If all instance attributes are defined within a class’s `__init__` method, new instances of that class are said to be fully initialized, otherwise they are said to be partially initialized. If you notice that you’re writing documentation that specifies that someone using the class needs to call a method that sets one or more instance attributes before they can call a method that uses those attributes, new instances of your class are partially initialized. Sometimes this is okay, but consider how you could fully initialize your class so that knowledge of what methods need to be called before what other methods can be abstracted away.

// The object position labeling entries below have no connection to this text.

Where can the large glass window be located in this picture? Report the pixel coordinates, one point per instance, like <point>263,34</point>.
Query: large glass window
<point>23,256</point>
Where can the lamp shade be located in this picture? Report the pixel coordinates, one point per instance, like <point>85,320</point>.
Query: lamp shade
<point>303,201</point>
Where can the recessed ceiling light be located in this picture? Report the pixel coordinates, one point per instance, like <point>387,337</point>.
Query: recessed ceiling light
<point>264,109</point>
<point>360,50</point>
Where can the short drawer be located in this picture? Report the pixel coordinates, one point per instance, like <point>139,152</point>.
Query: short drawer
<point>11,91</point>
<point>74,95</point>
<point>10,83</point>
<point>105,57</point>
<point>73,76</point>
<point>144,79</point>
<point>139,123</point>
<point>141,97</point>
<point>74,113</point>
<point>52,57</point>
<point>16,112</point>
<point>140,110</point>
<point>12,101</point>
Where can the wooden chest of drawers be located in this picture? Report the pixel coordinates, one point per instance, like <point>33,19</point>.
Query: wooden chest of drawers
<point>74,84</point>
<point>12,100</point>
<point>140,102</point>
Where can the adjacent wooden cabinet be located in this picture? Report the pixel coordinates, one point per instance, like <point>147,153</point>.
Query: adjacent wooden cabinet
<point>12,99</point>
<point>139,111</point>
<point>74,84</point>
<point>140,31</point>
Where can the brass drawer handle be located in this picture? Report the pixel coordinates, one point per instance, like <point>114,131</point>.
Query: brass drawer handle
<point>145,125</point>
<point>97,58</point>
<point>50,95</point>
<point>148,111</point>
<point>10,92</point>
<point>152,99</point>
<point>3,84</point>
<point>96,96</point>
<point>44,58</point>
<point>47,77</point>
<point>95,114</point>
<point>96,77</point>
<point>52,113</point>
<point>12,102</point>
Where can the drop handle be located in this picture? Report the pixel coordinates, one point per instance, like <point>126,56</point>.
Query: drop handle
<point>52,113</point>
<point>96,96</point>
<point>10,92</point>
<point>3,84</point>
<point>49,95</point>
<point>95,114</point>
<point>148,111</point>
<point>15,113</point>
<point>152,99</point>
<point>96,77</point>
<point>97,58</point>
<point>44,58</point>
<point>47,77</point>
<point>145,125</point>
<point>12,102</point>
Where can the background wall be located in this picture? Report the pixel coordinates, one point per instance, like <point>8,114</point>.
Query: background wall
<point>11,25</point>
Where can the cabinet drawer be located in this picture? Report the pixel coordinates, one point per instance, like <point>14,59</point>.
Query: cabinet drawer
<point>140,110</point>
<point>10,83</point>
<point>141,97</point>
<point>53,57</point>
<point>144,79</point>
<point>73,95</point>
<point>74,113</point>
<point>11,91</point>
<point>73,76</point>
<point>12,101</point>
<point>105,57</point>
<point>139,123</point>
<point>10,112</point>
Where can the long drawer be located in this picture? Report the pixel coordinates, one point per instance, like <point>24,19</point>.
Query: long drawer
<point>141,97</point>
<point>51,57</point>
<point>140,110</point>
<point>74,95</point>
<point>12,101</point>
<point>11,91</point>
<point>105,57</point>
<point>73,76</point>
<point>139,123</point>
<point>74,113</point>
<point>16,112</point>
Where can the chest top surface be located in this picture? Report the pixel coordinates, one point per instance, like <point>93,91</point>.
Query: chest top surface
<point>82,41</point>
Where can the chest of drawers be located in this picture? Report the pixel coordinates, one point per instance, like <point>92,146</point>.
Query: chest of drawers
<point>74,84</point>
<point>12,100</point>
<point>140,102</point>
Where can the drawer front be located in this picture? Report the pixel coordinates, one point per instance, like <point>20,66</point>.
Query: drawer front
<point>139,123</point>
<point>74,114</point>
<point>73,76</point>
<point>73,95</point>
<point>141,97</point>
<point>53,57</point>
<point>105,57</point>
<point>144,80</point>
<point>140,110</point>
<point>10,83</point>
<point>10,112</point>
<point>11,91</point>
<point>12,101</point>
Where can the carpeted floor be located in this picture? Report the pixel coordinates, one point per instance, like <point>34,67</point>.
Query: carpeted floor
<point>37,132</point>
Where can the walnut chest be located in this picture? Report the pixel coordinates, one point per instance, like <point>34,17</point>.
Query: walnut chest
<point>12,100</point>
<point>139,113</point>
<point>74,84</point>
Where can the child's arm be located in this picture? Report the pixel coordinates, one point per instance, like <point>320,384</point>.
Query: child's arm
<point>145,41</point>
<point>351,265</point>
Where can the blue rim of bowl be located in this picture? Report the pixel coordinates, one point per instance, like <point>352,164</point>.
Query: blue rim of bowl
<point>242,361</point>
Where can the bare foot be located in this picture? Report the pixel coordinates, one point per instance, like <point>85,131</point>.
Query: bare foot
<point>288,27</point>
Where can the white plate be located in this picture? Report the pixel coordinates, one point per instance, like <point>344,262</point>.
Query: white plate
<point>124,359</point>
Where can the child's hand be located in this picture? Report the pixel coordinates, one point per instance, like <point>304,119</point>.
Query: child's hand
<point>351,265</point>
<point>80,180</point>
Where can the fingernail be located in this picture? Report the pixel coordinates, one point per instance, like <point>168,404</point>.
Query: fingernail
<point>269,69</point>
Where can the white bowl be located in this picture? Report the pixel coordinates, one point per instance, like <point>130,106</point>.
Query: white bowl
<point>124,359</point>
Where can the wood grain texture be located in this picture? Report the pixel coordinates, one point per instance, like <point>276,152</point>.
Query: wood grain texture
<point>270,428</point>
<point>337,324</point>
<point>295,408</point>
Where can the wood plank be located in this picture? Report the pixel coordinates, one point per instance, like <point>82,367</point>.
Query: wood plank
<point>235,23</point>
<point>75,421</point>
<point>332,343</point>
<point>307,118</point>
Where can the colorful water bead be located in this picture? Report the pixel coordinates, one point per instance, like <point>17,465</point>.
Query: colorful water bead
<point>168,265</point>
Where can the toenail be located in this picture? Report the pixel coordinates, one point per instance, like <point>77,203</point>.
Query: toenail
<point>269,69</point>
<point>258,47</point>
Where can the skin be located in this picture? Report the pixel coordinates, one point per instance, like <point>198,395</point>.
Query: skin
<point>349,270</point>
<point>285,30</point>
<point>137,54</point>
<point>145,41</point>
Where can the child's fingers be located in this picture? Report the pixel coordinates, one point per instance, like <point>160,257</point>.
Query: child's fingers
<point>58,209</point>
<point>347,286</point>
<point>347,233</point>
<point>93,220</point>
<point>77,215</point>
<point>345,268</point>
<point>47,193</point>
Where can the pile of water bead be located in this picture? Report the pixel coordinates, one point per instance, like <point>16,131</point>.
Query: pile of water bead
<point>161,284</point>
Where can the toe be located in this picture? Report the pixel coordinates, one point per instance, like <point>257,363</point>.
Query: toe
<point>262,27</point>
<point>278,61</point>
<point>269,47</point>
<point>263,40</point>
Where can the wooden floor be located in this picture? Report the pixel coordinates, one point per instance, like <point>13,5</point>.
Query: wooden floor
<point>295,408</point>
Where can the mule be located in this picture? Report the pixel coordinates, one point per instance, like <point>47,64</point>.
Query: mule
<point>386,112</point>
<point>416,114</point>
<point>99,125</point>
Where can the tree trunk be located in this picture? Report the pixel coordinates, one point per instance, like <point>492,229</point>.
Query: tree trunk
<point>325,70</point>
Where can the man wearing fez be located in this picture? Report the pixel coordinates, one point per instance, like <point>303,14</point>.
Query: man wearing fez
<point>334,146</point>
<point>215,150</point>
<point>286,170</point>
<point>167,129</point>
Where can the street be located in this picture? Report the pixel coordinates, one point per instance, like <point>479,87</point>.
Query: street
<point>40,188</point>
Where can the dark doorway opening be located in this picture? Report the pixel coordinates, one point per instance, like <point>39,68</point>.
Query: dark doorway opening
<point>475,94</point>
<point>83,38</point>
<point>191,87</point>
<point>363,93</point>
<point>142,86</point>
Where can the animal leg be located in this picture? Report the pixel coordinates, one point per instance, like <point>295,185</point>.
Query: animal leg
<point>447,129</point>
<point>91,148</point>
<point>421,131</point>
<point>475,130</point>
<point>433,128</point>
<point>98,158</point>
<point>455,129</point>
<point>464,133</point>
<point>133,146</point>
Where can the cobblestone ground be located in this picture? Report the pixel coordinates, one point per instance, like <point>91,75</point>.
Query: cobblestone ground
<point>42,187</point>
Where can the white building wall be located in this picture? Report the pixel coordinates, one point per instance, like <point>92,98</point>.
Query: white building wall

There are also class attributes that are defined at the class level.

In [None]:
class Life(object):
    meaning = 42  # meaning is an attribute of the class Life

You can access the `meaning` attribute with or without creating an instance of the class `Life`. Class attributes are useful for defining attributes that hold for all instances of the class. In this case, no matter what kind of `Life` instance we have, its meaning is always 42.

In [None]:
janes_life = Life()
janes_life.meaning

#### Instance Methods versus Static Methods versus Class Methods

As with attributes, there are both instance methods and class methods. There are also static methods. Static and class methods are most often used in connection with [inheritance](#inheritance).

##### Static Methods

Like class attributes, static methods are accessible even if no instance of the class has been created. In fact, static methods don’t have access to instances of the class (a.k.a., `self`s). Static methods are denoted with the `@staticmethod` decorator.

In [None]:
class Life(object):

    @staticmethod
    def the_meaning_of():
        return 42

In [None]:
Life.the_meaning_of()

##### Class Methods

Instance methods take `self` (a.k.a., an instance) as the first argument, while class methods take the class itself as the first argument. Like class attributes and static methods, class methods are accessible even if no instance of the class has been created. Also like static methods, class methods are denoted with a decorator: `@classmethod`.

In [None]:
class Life(object):

    meaning = 42  # class attribute

    @classmethod
    def has_meaning(cls):
        return cls.meaning == 42

In [None]:
Life.has_meaning()

### When do I use a class?

It is always up to you, and you will develop a feel for this as you read and write more code, but here are a few circumstances in which you should consider using classes:

1. You have multiple, closely-related functions that share state, and you’re passing and forwarding many arguments to and from each function. 
	+ Because each method in a class has access to all instance and class attributes, via `self` or `cls`, you don’t have to pass these attributes as arguments to each method.
2. You have more than one copy of the same state variable(s).
	+ Each instance of a class has its own fully-defined state, which means instances don’t have to share the same state variables. Especially because Python is a [pass-by-object-reference](#pass-by-object-reference) language (which we’ll get to next), sharing state variables isn’t a great idea.
3. You’re using a library (for example, `unittest` or `sqlalchemy`), where the classes are meant to be sub-classed and extended in normal use.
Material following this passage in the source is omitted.